Perto do trono havia um gravador de bobina a bobina e um microfone onde Jones havia exortado seus seguidores a cometer "suicídio revolucionário" e a tomar o veneno que acabou matando a maioria deles. Estava tudo em fita de áudio e é uma das coisas mais arrepiantes que você jamais ouvirá. Há gritos e gritos ao fundo quando ele lhes diz: 'Parem os histéricos. Este não é o caminho para pessoas socialistas ou comunistas morrerem. Não há como morrermos. Nós devemos morrer com alguma dignidade. '” 

Logo atrás do trono, em uma passarela de madeira do lado de fora do prédio, havia um tanque gigante cheio de um líquido púrpura. Era o Flavor Aid, (não o Kool-Aid), atado com cianeto. É onde as pessoas se alinham com suas xícaras para mergulhar na mistura mortal. Havia cadáveres perto do tanque e por toda a área. (Minha foto do veneno púrpura cercada pelos corpos foi usada na capa da Time Magazine e se tornou sua maior venda até então). 

O cadáver de Jim Jones fora arrastado para fora do pavilhão e estava esparramado, a alguns metros da bebida do diabo. Aparentemente, ele havia sido autopsiado em cena, e seu abdômen foi grosseiramente costurado novamente. Jones parecia ter morrido de um único tiro na cabeça. Acima de tudo, era uma visão ainda mais feia, mas eu o fotografei de qualquer maneira.
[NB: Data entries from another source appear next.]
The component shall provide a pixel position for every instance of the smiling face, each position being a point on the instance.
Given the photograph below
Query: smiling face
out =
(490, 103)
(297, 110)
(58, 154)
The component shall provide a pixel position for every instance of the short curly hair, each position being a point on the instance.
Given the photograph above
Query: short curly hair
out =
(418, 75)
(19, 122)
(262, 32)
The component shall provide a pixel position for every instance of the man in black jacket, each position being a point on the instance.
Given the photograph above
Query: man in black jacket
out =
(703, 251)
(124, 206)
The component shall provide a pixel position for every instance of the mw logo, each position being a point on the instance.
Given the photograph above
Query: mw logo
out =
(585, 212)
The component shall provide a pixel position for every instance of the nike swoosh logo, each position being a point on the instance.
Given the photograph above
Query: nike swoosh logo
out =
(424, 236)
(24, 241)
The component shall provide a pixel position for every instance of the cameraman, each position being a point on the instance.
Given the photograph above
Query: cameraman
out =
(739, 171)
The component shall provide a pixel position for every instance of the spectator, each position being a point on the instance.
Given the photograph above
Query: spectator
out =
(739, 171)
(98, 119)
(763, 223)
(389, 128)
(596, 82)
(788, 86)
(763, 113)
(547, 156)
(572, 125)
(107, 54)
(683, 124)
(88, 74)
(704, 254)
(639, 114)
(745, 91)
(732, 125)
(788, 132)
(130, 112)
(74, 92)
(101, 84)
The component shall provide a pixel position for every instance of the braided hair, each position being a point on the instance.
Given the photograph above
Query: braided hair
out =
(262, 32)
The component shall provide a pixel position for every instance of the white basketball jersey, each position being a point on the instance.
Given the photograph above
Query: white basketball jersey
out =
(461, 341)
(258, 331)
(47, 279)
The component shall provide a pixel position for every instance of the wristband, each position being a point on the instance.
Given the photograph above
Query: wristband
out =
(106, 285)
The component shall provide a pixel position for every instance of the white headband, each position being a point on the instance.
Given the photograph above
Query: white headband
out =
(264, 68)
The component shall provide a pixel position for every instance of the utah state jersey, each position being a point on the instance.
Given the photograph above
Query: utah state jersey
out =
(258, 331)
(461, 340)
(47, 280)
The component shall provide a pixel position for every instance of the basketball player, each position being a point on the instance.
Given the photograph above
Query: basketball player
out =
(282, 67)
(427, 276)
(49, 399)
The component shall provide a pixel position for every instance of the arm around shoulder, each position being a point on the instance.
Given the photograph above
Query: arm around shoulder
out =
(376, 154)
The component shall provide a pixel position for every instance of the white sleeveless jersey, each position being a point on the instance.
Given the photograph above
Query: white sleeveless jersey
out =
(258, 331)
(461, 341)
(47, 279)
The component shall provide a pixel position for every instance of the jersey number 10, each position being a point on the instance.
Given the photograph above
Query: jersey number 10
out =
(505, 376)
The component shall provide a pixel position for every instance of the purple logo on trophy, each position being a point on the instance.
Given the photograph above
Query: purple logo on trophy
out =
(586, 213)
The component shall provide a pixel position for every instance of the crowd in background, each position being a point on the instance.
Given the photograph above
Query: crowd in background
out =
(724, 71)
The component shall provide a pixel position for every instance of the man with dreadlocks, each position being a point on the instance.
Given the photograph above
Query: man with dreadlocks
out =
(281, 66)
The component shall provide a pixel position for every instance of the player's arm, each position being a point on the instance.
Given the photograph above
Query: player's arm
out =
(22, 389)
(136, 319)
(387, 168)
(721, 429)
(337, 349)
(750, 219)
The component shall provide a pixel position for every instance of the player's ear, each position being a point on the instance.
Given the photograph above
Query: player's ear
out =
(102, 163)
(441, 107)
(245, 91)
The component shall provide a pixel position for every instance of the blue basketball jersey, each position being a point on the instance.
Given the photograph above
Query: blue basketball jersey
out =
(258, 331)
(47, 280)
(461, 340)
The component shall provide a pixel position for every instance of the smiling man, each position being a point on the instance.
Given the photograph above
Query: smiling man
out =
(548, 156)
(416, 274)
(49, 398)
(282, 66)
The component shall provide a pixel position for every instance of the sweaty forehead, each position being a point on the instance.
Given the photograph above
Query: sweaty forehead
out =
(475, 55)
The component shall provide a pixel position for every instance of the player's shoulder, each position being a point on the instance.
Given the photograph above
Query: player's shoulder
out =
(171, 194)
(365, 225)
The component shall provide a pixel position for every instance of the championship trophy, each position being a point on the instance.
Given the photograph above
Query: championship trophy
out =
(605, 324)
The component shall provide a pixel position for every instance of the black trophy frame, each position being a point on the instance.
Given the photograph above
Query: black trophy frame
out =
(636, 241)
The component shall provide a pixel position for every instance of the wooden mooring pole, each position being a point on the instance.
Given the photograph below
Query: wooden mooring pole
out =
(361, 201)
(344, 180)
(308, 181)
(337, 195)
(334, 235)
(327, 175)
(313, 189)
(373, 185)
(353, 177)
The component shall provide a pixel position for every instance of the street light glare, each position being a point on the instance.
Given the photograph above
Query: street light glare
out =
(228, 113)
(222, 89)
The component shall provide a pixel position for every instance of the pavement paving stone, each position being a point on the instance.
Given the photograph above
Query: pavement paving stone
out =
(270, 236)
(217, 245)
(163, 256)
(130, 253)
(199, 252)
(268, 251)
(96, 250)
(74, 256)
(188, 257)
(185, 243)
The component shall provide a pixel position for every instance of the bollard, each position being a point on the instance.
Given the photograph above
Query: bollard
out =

Foi o show dele e, felizmente, o final da peça.

O pavilhão em Jonestown, onde Jim Jones estava sentado, exortando seus seguidores a cometer assassinatos em massa e "suicídio revolucionário".

Para este artigo, reli meu livro Shooter para refrescar minha memória e cito exatamente o que escrevi sobre as consequências:

“As guerras que cobri, por toda a violência e violência, nunca me deram pesadelos. Em algum lugar do meu subconsciente há uma válvula de segurança que me poupa disso. Não é assim com Jonestown. Uma semana depois da minha partida, acordei no meio da noite suando frio. Sonhei que havia entrado em uma sala e encontrado o corpo inchado - mas vivo - de Jim Jones, sentado em seu trono. Eu me virei para escapar, mas encontrei meu caminho bloqueado por um dos seguidores de Jones, a carne pingando de seus ossos. Eu torci para a vigília assim que uma mão podre alcançou minha garganta. 

Devo acrescentar que dormi com as luzes acesas pelo resto da noite!


Avancemos 40 anos. O tempo realmente não me trouxe nenhuma compreensão de por que as pessoas fariam uma coisa dessas. Seguir cegamente um líder enlouquecido até a morte e assassinar seus filhos fazendo isso não faz mais sentido para mim agora do que naquela época. Como uma pessoa que sempre teve uma veia feroz de individualidade, é praticamente insondável. Como pai, gostaria de pensar que passei parte desse pensamento independente para meus três filhos. Seria o meu maior presente.

O corpo autopsiado de Jim Jones em um calçadão do lado de fora do pavilhão em Jonestown, onde ele disse ao seu povo para se matar, em 18 de novembro de 1978.